We will be using Stata's poisson command, often
followed by estat gof to compute the deviance.
An alternative way to fit these models is to use the
glm command to fit generalized linear models
with Poisson errors and link log, which reports the deviance
and Pearson's chi-squared statistic.
We will use the data from Fiji on children ever born
that appear on Table 4.1 of the lecture notes.
The data are available on our datasets page at
http://data.princeton.edu/wws509/datasets
in a file called ceb.raw.
The file has 70 lines, one for each cell in
the table. Each line has the cell number, numeric codes for
marriage duration, residence and education, the mean and variance
of children ever born and the number of women in the cell.
We will read the data directly from the website and then label the categories of duration, residence and education.
. infile cell dur res educ mean var women using /// > http://data.princeton.edu/wws509/datasets/ceb.raw (70 observations read) . label define dur 1 "0-4" 2 "5-9" 3 "10-14" 4 "15-19" 5 "20-24" 6 "25-29" . label values dur dur . label define res 1 "Suva" 2 "Urban" 3 "Rural" . label values res res . label define educ 1 "none" 2 "lower pri" 3 "upper pri" 4 "sec +" . label values educ educ
Let us do Figure 4.1, plotting the cell variances versus the cell means in a log-log scale, for cells with at least 20 cases: Note that Stata has an option to use log scales, so we don't need to take logs
. graph twoway scatter var mean if women > 20, ///
> xscale(log) yscale(log) ///
> title("Figure 4.1: Mean-Variance Relationship for CEB Data")
. graph export fig41.png, replace
(note: file fig41.png not found)
(file fig41.png written in PNG format)

Clearly the variance increases with the mean.

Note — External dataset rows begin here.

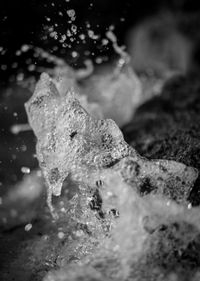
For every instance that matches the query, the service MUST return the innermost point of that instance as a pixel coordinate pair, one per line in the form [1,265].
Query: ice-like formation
[72,143]
[155,238]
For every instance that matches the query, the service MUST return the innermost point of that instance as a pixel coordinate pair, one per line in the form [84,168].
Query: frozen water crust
[136,209]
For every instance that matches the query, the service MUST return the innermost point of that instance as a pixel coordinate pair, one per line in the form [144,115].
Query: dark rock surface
[168,126]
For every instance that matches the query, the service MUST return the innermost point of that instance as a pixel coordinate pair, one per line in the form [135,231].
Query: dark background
[24,21]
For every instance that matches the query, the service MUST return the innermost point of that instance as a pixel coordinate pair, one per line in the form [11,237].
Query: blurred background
[161,36]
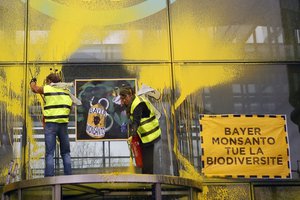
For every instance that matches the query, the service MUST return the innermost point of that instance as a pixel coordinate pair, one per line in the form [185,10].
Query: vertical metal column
[56,192]
[156,191]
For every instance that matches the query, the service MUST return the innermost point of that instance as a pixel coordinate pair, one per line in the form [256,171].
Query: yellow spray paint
[63,39]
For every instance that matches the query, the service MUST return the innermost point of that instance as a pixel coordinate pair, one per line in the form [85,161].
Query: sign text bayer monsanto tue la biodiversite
[249,146]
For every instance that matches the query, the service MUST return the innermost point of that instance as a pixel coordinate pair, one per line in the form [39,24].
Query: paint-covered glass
[235,30]
[11,120]
[93,83]
[98,31]
[12,30]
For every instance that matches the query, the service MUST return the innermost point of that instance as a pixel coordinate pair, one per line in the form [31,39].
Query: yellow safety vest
[57,104]
[149,128]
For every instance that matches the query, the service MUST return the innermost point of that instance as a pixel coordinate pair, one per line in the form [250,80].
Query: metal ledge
[104,178]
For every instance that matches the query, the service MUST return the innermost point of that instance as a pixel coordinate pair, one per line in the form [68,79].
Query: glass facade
[203,56]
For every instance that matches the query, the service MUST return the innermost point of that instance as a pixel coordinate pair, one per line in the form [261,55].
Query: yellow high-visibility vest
[58,104]
[149,128]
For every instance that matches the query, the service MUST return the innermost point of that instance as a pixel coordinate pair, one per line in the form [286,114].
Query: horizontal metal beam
[104,178]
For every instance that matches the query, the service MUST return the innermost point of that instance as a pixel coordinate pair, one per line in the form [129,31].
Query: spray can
[137,151]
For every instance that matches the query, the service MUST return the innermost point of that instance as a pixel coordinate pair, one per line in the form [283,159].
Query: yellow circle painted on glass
[100,18]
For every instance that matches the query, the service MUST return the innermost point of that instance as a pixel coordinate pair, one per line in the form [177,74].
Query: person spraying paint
[143,125]
[56,112]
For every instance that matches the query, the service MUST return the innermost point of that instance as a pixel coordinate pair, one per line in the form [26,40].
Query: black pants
[148,156]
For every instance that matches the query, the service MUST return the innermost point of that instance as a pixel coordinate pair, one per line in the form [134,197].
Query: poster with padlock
[101,115]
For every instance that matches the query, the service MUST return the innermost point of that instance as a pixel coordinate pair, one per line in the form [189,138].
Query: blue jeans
[51,131]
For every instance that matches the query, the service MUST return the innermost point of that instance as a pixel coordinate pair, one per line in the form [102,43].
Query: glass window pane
[109,31]
[238,89]
[235,30]
[12,34]
[11,119]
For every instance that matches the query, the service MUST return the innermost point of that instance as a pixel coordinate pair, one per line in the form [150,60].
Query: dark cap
[53,77]
[126,90]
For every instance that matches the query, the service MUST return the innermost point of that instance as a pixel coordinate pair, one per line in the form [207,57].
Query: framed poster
[101,115]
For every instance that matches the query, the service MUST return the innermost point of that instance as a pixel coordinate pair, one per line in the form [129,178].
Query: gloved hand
[124,128]
[33,80]
[133,131]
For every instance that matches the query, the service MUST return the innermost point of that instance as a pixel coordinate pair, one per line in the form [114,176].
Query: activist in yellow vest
[149,127]
[58,104]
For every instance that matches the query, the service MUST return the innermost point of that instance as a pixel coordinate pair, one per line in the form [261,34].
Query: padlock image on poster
[98,120]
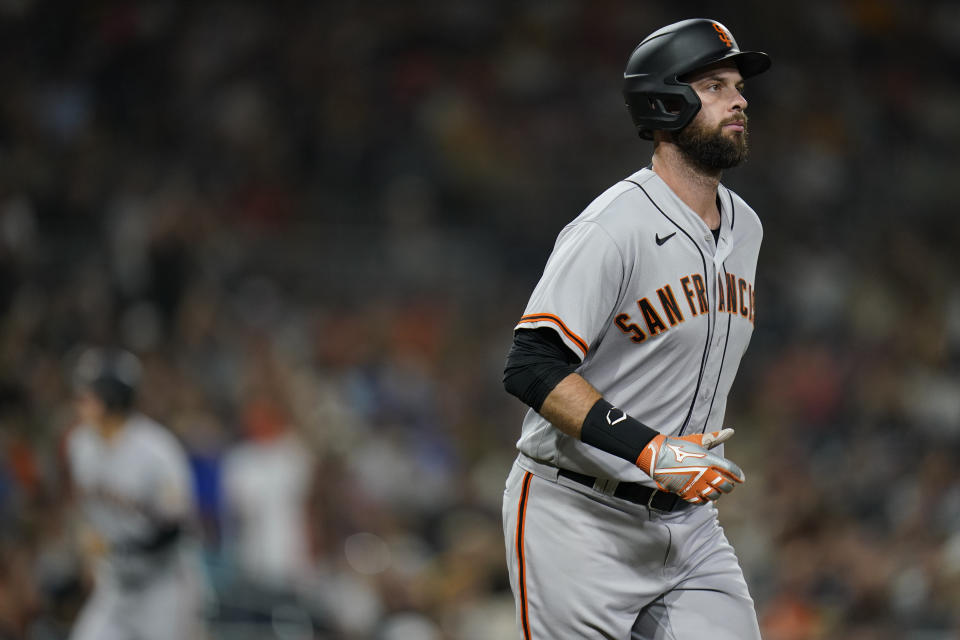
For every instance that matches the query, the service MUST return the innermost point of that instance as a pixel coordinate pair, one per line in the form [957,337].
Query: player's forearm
[568,404]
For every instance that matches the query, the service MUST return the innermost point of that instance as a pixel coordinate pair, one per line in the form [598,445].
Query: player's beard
[711,149]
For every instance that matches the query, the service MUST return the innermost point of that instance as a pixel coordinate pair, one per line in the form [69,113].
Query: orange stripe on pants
[522,573]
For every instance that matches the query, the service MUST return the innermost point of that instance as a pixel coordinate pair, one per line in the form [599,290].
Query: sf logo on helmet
[723,35]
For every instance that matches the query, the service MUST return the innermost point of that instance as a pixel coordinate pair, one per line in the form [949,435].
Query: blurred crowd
[318,222]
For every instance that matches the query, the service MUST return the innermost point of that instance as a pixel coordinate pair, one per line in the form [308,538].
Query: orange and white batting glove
[685,466]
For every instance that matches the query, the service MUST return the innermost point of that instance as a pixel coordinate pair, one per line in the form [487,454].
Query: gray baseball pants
[587,565]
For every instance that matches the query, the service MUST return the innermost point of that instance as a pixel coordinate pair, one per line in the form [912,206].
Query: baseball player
[626,352]
[134,485]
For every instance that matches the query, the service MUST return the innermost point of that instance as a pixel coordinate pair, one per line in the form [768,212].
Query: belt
[635,492]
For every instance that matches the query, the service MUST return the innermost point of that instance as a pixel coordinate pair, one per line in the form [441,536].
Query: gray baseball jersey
[659,312]
[128,486]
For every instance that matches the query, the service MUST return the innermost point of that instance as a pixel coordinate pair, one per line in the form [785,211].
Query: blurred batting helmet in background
[656,95]
[112,374]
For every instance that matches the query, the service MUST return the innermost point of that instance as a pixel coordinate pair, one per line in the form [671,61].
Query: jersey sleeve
[579,287]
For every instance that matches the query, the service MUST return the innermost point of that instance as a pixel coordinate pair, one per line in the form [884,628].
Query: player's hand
[685,466]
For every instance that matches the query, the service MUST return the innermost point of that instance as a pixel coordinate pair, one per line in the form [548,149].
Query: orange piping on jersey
[522,572]
[549,317]
[743,302]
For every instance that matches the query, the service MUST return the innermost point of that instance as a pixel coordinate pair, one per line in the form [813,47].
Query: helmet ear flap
[669,109]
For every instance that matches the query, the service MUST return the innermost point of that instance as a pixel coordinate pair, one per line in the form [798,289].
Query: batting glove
[684,466]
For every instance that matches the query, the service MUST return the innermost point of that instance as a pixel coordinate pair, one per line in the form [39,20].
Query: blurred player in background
[133,481]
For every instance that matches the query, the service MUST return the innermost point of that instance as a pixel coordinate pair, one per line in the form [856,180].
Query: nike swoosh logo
[660,240]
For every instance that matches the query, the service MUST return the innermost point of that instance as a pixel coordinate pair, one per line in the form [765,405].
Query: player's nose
[739,103]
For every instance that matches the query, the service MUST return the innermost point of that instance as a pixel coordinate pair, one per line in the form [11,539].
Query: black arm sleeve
[537,362]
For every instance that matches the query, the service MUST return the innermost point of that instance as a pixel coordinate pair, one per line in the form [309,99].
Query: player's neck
[696,188]
[111,425]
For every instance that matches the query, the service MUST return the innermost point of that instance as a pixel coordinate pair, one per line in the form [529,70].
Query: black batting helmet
[656,96]
[112,374]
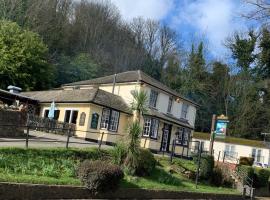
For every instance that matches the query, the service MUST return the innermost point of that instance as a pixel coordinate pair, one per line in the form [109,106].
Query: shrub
[246,161]
[207,166]
[146,163]
[119,153]
[99,176]
[261,177]
[246,171]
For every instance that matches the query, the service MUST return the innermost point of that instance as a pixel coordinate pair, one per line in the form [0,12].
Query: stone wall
[38,191]
[11,123]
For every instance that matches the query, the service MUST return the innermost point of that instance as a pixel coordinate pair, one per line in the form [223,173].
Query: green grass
[58,166]
[162,179]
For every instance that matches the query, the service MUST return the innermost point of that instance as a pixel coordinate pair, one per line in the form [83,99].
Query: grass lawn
[162,179]
[58,166]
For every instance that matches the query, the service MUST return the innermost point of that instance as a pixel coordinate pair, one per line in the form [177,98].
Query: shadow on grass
[158,178]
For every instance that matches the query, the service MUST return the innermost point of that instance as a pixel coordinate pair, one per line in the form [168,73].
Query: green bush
[146,163]
[207,166]
[99,176]
[119,153]
[217,177]
[245,171]
[261,177]
[246,161]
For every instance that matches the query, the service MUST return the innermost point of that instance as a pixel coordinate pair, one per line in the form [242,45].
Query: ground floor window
[182,136]
[110,119]
[56,114]
[71,116]
[150,128]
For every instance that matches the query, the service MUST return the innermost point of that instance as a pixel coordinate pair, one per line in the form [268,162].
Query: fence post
[100,141]
[199,164]
[68,136]
[27,137]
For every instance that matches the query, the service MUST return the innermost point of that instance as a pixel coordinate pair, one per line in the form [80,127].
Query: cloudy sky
[211,20]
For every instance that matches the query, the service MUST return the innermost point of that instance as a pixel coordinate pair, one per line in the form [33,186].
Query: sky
[210,20]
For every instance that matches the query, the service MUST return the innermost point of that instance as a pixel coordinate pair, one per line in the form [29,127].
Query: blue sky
[209,20]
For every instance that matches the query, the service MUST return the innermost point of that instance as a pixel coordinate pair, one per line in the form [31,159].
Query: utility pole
[212,137]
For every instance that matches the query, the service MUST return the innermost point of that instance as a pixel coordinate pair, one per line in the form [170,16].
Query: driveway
[39,139]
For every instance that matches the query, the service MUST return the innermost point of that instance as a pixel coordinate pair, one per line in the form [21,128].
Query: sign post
[212,136]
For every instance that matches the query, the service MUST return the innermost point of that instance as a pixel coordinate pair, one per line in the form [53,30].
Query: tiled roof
[96,96]
[130,76]
[169,118]
[232,140]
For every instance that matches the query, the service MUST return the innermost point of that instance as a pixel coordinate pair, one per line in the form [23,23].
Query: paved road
[39,139]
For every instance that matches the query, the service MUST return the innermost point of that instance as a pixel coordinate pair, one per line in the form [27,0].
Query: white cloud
[215,19]
[154,9]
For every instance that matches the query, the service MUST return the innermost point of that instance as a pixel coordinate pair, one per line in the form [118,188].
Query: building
[101,105]
[231,148]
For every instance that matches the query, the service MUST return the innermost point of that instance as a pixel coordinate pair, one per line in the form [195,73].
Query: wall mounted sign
[221,126]
[94,121]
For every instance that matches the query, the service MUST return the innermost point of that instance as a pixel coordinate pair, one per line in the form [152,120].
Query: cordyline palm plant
[138,106]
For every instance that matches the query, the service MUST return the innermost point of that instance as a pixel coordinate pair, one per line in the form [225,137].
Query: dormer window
[169,109]
[184,111]
[153,98]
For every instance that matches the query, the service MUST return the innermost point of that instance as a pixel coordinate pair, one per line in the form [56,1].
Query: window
[56,114]
[114,120]
[230,151]
[170,105]
[153,98]
[94,121]
[71,116]
[110,119]
[184,111]
[150,128]
[105,118]
[82,119]
[182,136]
[257,155]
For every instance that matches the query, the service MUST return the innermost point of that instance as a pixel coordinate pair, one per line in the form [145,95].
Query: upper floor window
[110,119]
[150,128]
[153,98]
[257,155]
[82,119]
[184,111]
[169,109]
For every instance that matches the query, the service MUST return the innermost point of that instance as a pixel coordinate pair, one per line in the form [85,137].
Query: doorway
[166,136]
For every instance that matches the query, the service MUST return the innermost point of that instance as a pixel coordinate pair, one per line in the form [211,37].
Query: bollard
[68,136]
[27,137]
[100,141]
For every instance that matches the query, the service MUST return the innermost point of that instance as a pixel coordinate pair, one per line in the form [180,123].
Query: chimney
[14,89]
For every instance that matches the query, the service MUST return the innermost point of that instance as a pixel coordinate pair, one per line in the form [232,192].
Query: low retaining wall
[37,191]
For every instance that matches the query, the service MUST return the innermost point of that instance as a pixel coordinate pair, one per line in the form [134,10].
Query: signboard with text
[221,126]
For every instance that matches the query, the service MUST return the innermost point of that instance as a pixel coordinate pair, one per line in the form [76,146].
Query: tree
[263,67]
[242,49]
[23,58]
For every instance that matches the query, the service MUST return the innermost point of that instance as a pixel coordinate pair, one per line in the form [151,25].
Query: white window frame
[110,121]
[150,128]
[114,120]
[184,111]
[153,98]
[170,105]
[258,156]
[71,114]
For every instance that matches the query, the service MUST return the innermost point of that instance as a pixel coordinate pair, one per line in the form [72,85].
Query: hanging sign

To proceed further we need to create a few additional variables. First we compute the dependent variable, the total number of children born to women in a cell of the table, and the offset, the log of the number of women:
. gen y = round( mean * women, 1) . gen os = log(women)
We will also need dummy variables for the predictors. I also create a few macros to save some typing later on
. // duration . gen dur0509 = dur == 2 . gen dur1014 = dur == 3 . gen dur1519 = dur == 4 . gen dur2024 = dur == 5 . gen dur2529 = dur == 6 . local dur dur0509 dur1014 dur1519 dur2024 dur2529 . // residence . gen urban = res == 2 . gen rural = res == 3 . local res urban rural . // education . gen lowerPri = educ == 2 . gen upperPri = educ == 3 . gen secPlus = educ == 4 . local educ lowerPri upperPri secPlus
We will start by fitting the null model.
. poisson y, offset(os)
Iteration 0: log likelihood = -2080.664
Iteration 1: log likelihood = -2080.664
Poisson regression Number of obs = 70
LR chi2(0) = -0.00
Prob > chi2 = .
Log likelihood = -2080.664 Pseudo R2 = -0.0000
------------------------------------------------------------------------------
y | Coef. Std. Err. z P>|z| [95% Conf. Interval]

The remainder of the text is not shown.